Nine years ago, the Federal Aviation Administration held three public hearings to gather views on a new runway plan for O’Hare Airport, but it held no hearings where it mattered most — towns about to get hit with greater jet noise.
But it is not too late.
New runways have been built and others are coming by 2020, meaning more planes will be flying in and out of O’Hare, but flight patterns can always be changed. The FAA and Chicago have an obligation, having fallen short in 2005, to hold a hearing on the current state of airport noise.

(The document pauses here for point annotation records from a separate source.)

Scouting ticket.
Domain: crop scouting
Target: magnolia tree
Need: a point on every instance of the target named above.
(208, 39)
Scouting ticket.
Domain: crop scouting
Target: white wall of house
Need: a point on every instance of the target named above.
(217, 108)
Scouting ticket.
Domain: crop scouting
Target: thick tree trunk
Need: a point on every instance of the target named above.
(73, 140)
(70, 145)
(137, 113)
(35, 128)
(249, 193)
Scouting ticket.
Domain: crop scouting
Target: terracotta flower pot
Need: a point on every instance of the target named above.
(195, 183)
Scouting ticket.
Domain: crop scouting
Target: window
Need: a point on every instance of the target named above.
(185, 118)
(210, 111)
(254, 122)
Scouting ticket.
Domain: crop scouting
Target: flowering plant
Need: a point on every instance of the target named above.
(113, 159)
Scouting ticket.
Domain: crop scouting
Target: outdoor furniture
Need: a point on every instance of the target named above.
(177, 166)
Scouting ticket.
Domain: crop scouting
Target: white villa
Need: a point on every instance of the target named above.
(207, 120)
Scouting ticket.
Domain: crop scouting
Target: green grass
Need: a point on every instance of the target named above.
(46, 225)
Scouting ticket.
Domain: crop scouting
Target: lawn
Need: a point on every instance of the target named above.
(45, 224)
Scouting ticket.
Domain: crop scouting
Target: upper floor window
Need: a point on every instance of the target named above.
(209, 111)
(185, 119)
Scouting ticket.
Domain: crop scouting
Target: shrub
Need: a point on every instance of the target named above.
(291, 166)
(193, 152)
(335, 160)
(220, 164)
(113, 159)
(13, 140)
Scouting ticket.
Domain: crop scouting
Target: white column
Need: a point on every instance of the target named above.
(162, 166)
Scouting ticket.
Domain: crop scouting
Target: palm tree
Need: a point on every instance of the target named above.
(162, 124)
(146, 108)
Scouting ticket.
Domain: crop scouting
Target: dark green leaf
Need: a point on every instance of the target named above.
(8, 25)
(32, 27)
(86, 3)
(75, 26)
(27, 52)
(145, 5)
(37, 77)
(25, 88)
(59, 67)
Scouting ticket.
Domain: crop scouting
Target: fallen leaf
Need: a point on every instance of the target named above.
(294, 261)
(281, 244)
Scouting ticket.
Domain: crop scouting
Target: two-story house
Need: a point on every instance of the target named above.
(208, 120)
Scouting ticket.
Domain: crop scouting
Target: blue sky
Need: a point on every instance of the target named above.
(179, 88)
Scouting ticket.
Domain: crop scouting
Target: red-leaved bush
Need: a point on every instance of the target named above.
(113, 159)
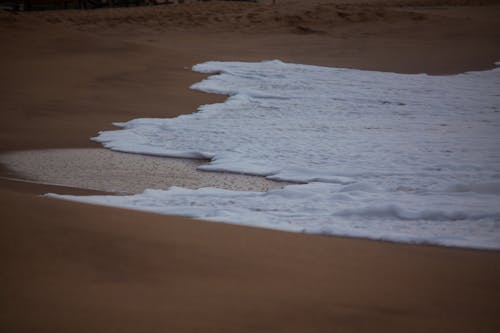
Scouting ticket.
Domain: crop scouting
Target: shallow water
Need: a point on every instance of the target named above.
(411, 158)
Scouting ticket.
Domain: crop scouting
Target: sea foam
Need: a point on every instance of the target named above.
(410, 158)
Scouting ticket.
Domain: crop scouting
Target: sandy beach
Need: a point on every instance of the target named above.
(65, 75)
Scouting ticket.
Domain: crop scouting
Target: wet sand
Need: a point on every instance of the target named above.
(79, 268)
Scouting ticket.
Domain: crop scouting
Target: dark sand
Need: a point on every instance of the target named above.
(69, 267)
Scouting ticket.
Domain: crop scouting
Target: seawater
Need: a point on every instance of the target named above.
(409, 158)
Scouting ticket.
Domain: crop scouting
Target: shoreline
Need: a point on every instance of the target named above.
(79, 268)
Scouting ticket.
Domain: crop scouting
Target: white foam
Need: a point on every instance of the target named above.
(411, 158)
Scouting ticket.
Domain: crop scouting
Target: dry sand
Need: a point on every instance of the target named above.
(68, 267)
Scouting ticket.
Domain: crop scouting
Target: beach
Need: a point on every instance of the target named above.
(65, 75)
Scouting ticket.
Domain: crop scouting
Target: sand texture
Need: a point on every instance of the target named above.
(69, 267)
(108, 171)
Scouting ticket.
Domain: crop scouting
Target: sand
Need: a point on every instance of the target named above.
(104, 170)
(79, 268)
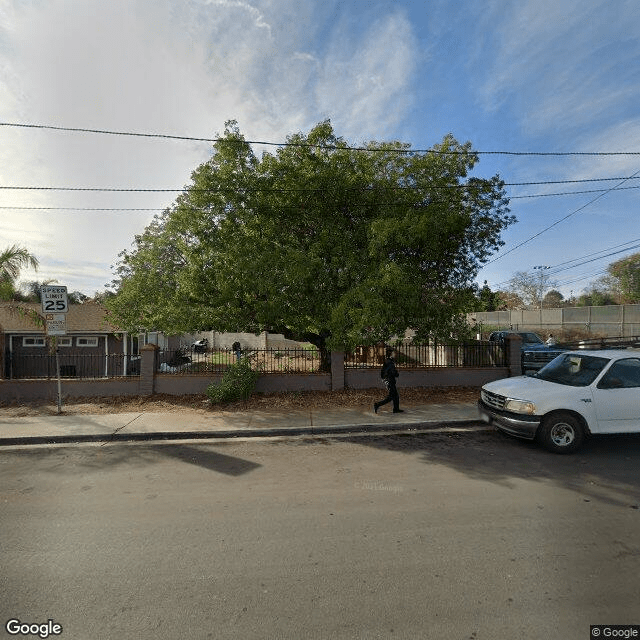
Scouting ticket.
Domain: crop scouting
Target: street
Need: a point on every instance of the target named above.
(468, 535)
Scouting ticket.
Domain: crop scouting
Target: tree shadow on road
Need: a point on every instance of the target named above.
(605, 469)
(60, 459)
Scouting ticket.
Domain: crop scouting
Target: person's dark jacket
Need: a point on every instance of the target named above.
(389, 371)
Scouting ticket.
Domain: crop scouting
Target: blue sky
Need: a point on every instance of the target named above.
(538, 75)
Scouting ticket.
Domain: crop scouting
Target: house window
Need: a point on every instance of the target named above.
(86, 342)
(33, 342)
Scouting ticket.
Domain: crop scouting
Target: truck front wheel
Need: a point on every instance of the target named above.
(561, 432)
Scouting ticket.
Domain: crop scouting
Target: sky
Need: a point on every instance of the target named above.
(535, 76)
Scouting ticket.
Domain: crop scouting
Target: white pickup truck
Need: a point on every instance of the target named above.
(577, 394)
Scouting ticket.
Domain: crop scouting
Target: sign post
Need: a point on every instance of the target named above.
(55, 305)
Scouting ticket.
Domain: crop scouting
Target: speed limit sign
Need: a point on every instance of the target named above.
(54, 299)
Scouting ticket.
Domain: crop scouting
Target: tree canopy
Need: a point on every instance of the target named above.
(318, 241)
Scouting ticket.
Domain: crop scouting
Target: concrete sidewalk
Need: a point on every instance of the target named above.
(179, 426)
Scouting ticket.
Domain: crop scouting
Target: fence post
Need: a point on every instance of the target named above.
(337, 370)
(147, 369)
(513, 346)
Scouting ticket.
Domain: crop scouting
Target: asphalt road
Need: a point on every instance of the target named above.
(471, 535)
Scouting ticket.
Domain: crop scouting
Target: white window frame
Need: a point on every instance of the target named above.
(87, 341)
(38, 341)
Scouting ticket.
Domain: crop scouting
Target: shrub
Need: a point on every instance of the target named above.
(238, 383)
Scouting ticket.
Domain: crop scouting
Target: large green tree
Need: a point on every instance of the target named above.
(318, 241)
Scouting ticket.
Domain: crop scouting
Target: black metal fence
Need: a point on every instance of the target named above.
(84, 366)
(187, 362)
(469, 354)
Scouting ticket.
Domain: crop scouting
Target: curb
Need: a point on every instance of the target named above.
(249, 433)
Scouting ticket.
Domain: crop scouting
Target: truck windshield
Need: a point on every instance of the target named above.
(573, 369)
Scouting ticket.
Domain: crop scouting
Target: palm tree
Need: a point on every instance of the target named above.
(12, 260)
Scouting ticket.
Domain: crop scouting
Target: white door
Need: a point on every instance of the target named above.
(617, 397)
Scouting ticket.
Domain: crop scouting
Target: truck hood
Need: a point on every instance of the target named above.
(539, 347)
(524, 388)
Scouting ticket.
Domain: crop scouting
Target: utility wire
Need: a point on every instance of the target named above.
(557, 222)
(586, 259)
(533, 195)
(330, 147)
(319, 190)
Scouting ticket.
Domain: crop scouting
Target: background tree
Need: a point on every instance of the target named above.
(488, 300)
(12, 260)
(510, 301)
(552, 299)
(530, 287)
(626, 273)
(318, 241)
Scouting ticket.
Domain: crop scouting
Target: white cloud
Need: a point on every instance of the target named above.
(560, 63)
(177, 67)
(368, 83)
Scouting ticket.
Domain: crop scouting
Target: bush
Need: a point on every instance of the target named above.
(238, 383)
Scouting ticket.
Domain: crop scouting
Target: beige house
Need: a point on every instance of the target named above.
(92, 346)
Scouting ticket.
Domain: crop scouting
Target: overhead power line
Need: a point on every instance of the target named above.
(320, 190)
(557, 222)
(300, 144)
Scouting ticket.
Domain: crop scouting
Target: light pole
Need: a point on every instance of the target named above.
(541, 268)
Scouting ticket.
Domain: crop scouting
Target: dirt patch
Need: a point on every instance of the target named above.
(279, 401)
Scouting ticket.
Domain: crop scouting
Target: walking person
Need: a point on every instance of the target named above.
(389, 373)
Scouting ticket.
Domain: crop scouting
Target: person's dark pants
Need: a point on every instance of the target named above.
(392, 395)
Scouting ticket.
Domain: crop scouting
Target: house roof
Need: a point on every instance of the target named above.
(18, 317)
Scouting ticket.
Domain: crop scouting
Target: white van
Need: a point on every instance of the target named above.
(576, 394)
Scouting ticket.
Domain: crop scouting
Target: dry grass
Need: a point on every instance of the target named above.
(278, 401)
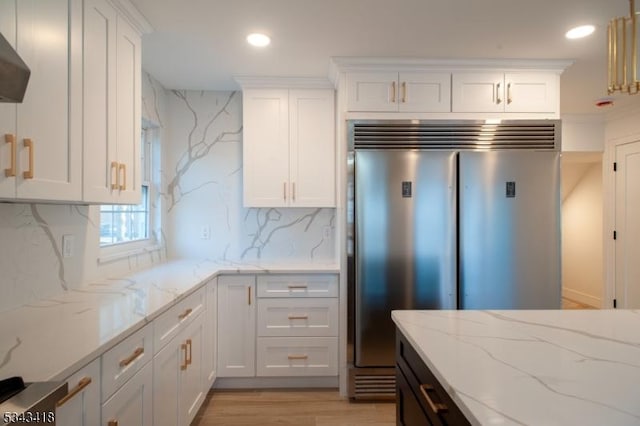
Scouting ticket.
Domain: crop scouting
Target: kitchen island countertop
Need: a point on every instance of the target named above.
(534, 367)
(52, 338)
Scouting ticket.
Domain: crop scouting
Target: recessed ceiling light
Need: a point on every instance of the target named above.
(579, 32)
(258, 40)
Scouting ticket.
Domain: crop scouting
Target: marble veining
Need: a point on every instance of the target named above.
(533, 367)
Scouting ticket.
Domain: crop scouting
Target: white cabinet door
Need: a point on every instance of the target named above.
(211, 332)
(532, 92)
(236, 326)
(81, 405)
(49, 120)
(312, 148)
(192, 383)
(7, 111)
(131, 405)
(128, 99)
(424, 92)
(266, 148)
(372, 91)
(477, 92)
(99, 101)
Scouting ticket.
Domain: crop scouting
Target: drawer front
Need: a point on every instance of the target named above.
(297, 356)
(170, 323)
(298, 317)
(121, 362)
(298, 285)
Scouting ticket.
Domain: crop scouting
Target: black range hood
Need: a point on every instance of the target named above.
(14, 73)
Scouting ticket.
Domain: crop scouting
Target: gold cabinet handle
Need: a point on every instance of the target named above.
(185, 314)
(298, 356)
(297, 286)
(11, 139)
(28, 143)
(189, 359)
(184, 366)
(128, 360)
(114, 175)
(435, 407)
(122, 170)
(83, 383)
(292, 317)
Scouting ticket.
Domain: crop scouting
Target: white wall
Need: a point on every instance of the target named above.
(31, 265)
(582, 245)
(204, 190)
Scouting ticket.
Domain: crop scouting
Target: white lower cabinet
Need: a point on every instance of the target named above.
(81, 405)
(131, 404)
(236, 326)
(178, 376)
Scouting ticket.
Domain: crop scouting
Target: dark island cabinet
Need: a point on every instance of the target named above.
(420, 398)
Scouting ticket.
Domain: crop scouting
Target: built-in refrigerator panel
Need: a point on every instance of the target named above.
(509, 230)
(405, 215)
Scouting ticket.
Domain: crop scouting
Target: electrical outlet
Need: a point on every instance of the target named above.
(68, 243)
(205, 232)
(326, 232)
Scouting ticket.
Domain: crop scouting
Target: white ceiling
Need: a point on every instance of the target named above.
(200, 44)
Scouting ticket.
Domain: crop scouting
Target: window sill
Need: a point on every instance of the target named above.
(115, 253)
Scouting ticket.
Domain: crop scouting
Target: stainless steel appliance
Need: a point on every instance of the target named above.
(446, 215)
(31, 403)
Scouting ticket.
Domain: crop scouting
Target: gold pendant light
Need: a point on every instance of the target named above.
(623, 53)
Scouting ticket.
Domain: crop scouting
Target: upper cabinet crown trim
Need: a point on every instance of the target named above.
(341, 64)
(251, 82)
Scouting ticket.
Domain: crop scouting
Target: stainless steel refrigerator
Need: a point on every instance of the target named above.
(447, 215)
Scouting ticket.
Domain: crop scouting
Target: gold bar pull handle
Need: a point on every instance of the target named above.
(28, 143)
(292, 357)
(83, 383)
(292, 317)
(122, 170)
(190, 347)
(185, 314)
(183, 347)
(11, 139)
(128, 360)
(436, 407)
(114, 175)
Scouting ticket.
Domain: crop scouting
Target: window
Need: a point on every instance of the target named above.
(126, 223)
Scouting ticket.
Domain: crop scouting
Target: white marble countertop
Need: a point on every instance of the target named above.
(574, 367)
(53, 338)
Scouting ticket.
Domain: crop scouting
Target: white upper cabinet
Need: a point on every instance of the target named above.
(112, 106)
(289, 148)
(520, 92)
(399, 92)
(42, 136)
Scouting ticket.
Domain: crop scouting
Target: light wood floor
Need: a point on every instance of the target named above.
(291, 407)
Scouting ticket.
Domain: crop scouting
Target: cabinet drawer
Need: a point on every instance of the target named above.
(298, 285)
(297, 356)
(121, 362)
(169, 324)
(298, 317)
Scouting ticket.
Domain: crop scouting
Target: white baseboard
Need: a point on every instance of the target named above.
(581, 297)
(275, 382)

Big towns need big airports, and big airports make big noise. People will always be unhappy. But the Fair Allocation in Runways coalition has offered suggestions for minimizing the impact of noise — or spreading the pain — that deserve consideration:
◆ Alternate the use of runways and flight paths from night to night. Right now, for example, runway 27L (parallel to Thorndale Avenue) gets all night arrivals whenever there is a west wind, which is about 70 percent of the time. This remedy, though, begs another question: Is spreading the pain really a better way to go?
◆ Require plans to make steeper ascents and declines so the noise extends out as little as possible. This, though, would increase airline fuel costs.
◆ Give a noise monitor to all homeowners who request one, so that they can measure for themselves whether their noise is at soundproofing levels.
U.S. Rep. Mike Quigley, as reported by Rosalind Rossi of the Sun-Times on Monday, is sending a letter to the FAA asking why the community-input process has been inadequate. The 2005 public hearings probably should have been held closer to the communities likely to get hit hardest, Quigley argues. If not, he says, the outreach beforehand — to make sure the folks affected most showed up — should have been better. And when the hearings were poorly attended, Quigley says, the FAA should have asked why.
In the meantime, we see no reason the FAA can’t hold another public hearing — in the right place — right now.